Artist: Drake
Album: Views
Song Title: 9
概要
「9」は、2016年の大ヒットアルバム『Views』に収録された、Drakeの地元トロント(The 6)への異常なまでの執着と献身を描いたトラックである。プロデューサーのNoah "40" Shebibらが作り出した、陰鬱で冷たいトロントの冬を思わせるビートに乗せ、Drakeは「6をひっくり返して9にする(トロントの常識を覆し、世界的な影響力を持つ都市に変えた)」という絶対的な自負を歌う。同時に、成功に伴う周囲のたかりや、裏切りに対する人間不信といった「Sad Boy」的な疲弊感も吐露されている。フックではジャマイカのダンスホール・スターであるMavadoの楽曲をサンプリングしており、トロントのストリートに深く根付くカリブ海(パトワ)カルチャーへの敬意を示している。自分の街を背負うためなら死さえ厭わないという、冷酷な「Mob Boss」としての覚悟と、トップに君臨する者の孤独が交錯する、アルバムのコアを成す一曲だ。
和訳
[Intro]
Yeah, for the dogs dem, you know
ああ、俺の仲間たちのために、分かってるだろ
※「dogs dem」の「dem」はパトワ語(ジャマイカ・クレオール語)由来で「〜たち」を意味する。

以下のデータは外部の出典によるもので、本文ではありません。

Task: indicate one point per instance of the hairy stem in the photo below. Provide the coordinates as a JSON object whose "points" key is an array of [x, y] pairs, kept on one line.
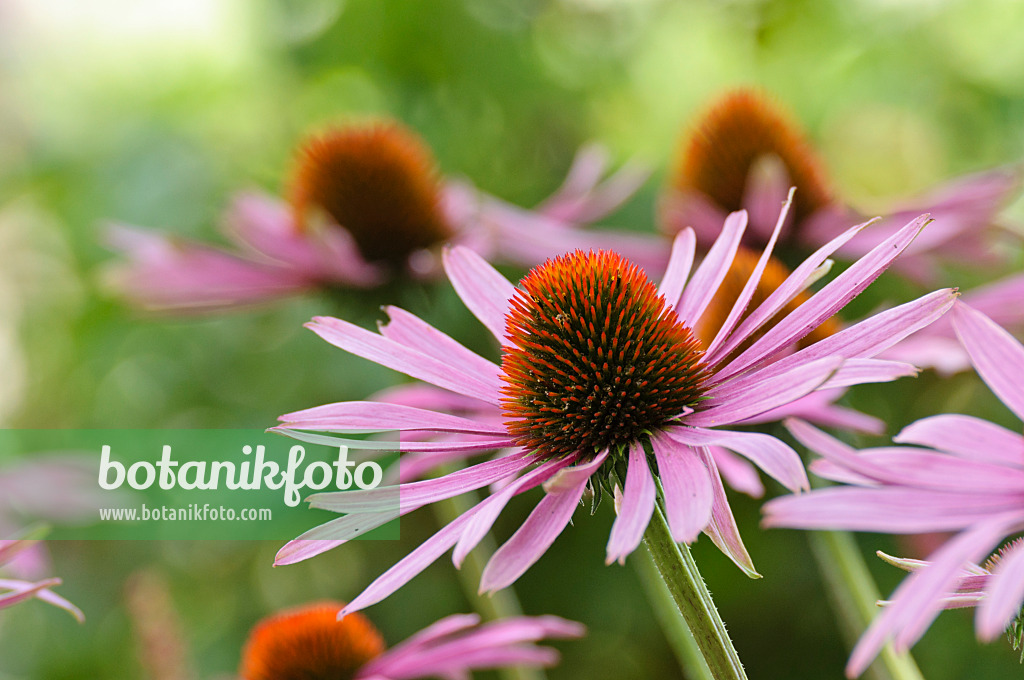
{"points": [[691, 600]]}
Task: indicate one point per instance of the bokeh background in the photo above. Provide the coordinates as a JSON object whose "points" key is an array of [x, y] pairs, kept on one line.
{"points": [[155, 112]]}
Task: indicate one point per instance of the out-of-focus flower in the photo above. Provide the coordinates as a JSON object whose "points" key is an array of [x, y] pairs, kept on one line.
{"points": [[367, 203], [13, 591], [965, 475], [602, 376], [310, 643], [937, 346], [745, 153]]}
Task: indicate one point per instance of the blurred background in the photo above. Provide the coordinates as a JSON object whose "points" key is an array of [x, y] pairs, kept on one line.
{"points": [[155, 112]]}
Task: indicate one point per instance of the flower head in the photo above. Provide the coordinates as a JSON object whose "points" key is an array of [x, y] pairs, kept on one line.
{"points": [[311, 643], [379, 182], [596, 357], [744, 152], [962, 474], [743, 144], [600, 374], [366, 204]]}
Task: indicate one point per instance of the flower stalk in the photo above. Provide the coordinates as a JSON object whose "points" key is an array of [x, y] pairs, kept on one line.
{"points": [[692, 601], [853, 596]]}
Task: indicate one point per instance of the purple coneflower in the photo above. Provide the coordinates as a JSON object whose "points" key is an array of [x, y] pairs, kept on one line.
{"points": [[937, 347], [310, 643], [965, 474], [744, 152], [367, 203], [13, 591], [601, 381]]}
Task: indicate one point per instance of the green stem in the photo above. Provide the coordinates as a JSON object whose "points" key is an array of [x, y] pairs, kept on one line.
{"points": [[690, 596], [679, 636], [853, 595], [503, 603]]}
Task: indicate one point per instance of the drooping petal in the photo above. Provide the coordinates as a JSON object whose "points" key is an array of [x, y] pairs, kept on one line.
{"points": [[828, 300], [919, 598], [380, 417], [371, 346], [722, 528], [173, 274], [689, 495], [583, 198], [864, 371], [410, 566], [769, 454], [819, 408], [920, 468], [739, 305], [790, 289], [1005, 593], [879, 510], [482, 289], [700, 290], [683, 248], [738, 472], [547, 520], [421, 336], [996, 355], [730, 405], [491, 507], [967, 437], [636, 509], [418, 494]]}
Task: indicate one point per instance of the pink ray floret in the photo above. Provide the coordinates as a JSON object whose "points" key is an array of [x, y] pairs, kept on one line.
{"points": [[958, 474], [472, 405]]}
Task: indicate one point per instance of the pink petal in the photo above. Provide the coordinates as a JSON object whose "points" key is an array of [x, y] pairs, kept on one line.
{"points": [[482, 289], [968, 437], [714, 267], [379, 417], [864, 371], [635, 510], [730, 404], [547, 520], [767, 186], [418, 494], [491, 507], [882, 511], [1003, 601], [264, 225], [739, 306], [421, 336], [828, 300], [919, 598], [173, 274], [769, 454], [793, 286], [722, 528], [583, 198], [819, 409], [369, 345], [920, 468], [996, 355], [688, 492], [679, 210], [411, 565], [680, 262]]}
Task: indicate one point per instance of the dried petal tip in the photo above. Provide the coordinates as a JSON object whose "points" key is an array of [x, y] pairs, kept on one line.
{"points": [[309, 643], [596, 357], [773, 275], [738, 131], [379, 182]]}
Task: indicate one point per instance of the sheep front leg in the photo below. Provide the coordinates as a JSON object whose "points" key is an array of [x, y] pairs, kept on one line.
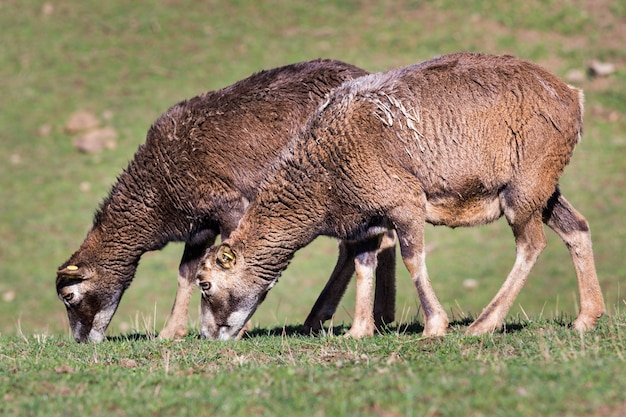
{"points": [[335, 288], [176, 325]]}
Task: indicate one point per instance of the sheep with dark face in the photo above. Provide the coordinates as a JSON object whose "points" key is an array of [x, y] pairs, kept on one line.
{"points": [[460, 140], [202, 162]]}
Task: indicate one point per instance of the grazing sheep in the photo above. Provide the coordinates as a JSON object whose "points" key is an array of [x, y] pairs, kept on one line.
{"points": [[460, 140], [202, 162]]}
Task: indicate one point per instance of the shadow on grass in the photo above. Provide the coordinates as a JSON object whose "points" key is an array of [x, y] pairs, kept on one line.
{"points": [[413, 328], [295, 330]]}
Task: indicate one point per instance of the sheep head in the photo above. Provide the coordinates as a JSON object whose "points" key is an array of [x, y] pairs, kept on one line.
{"points": [[230, 295], [90, 301]]}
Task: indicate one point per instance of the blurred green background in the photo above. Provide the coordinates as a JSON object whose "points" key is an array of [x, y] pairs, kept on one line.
{"points": [[128, 61]]}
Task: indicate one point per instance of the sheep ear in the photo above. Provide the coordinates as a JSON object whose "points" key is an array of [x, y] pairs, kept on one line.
{"points": [[226, 258], [74, 272]]}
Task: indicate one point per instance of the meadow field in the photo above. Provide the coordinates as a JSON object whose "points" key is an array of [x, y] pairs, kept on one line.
{"points": [[127, 62]]}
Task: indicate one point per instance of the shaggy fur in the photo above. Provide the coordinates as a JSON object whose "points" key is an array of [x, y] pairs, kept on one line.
{"points": [[202, 161], [460, 140]]}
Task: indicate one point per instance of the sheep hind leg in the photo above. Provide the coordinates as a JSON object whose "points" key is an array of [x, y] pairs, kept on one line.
{"points": [[365, 263], [385, 293], [530, 241], [335, 288], [410, 230], [176, 325], [573, 229]]}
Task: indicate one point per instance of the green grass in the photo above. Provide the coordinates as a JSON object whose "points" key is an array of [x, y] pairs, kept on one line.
{"points": [[537, 368], [133, 60]]}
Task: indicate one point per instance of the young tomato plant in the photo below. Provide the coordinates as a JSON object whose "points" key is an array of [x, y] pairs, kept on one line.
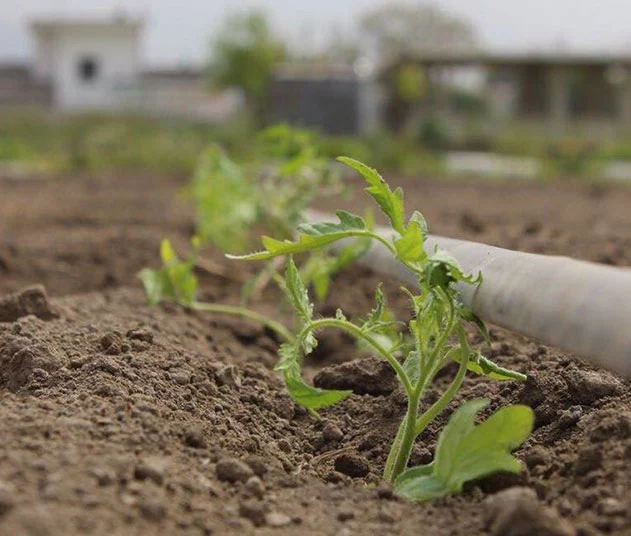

トロントのストリートで多用されるカリブ系スラング。
Everybody wanna know how shit gets like this, man
誰もがどうしてこんな状況になったのか知りたがってる
Man, the whole city
なあ、街全体がさ
Shit's crazy right now, and shit ain't gonna stop
今、状況は狂ってる、そしてこれは止まらないぜ
Know shit gonna get a lot more worse before it get any better
良くなる前に、もっとずっと悪くなるって分かってるんだ
[Verse 1]
Look, mama hit my phone and said rap's no good
なあ、母さんが電話してきて「ラップなんてダメだ」って言ってた頃があった
Better than her telling me the check's no good
でも「小切手が不渡りになった」って言われるよりはマシだったよ
Now they wanna act like I do no good
今じゃ奴らは、俺がろくなことをしてないかのように振る舞いたがる
Funny 'cause I really did more than I should
笑えるよな、俺は本来やるべき以上のことをやってきたんだから
I made a decision last night that I would die for it
昨夜、俺は決断したんだ、そのためなら死んでもいいってな
Just to show the city what it takes to be alive for it
この街のために生きるとはどういうことか、それを見せつけるためだけにな
Can't get me on the line so they hang me out to dry for it
俺が電話に出ないからって、奴らは俺を見殺しにしようとする
You know 40 wants peace but I'm down to cut ties for it
40は平和を望んでるって分かってるが、俺はそのために縁を切る覚悟だってあるぜ
※「40」は長年の親友でありメインプロデューサーのNoah "40" Shebib。彼が温厚であるのに対し、Drakeは自分やチームを守るためなら容赦なく敵(Meek Millなど)と手を切り、戦争をするという「Mob Boss」の冷酷さ。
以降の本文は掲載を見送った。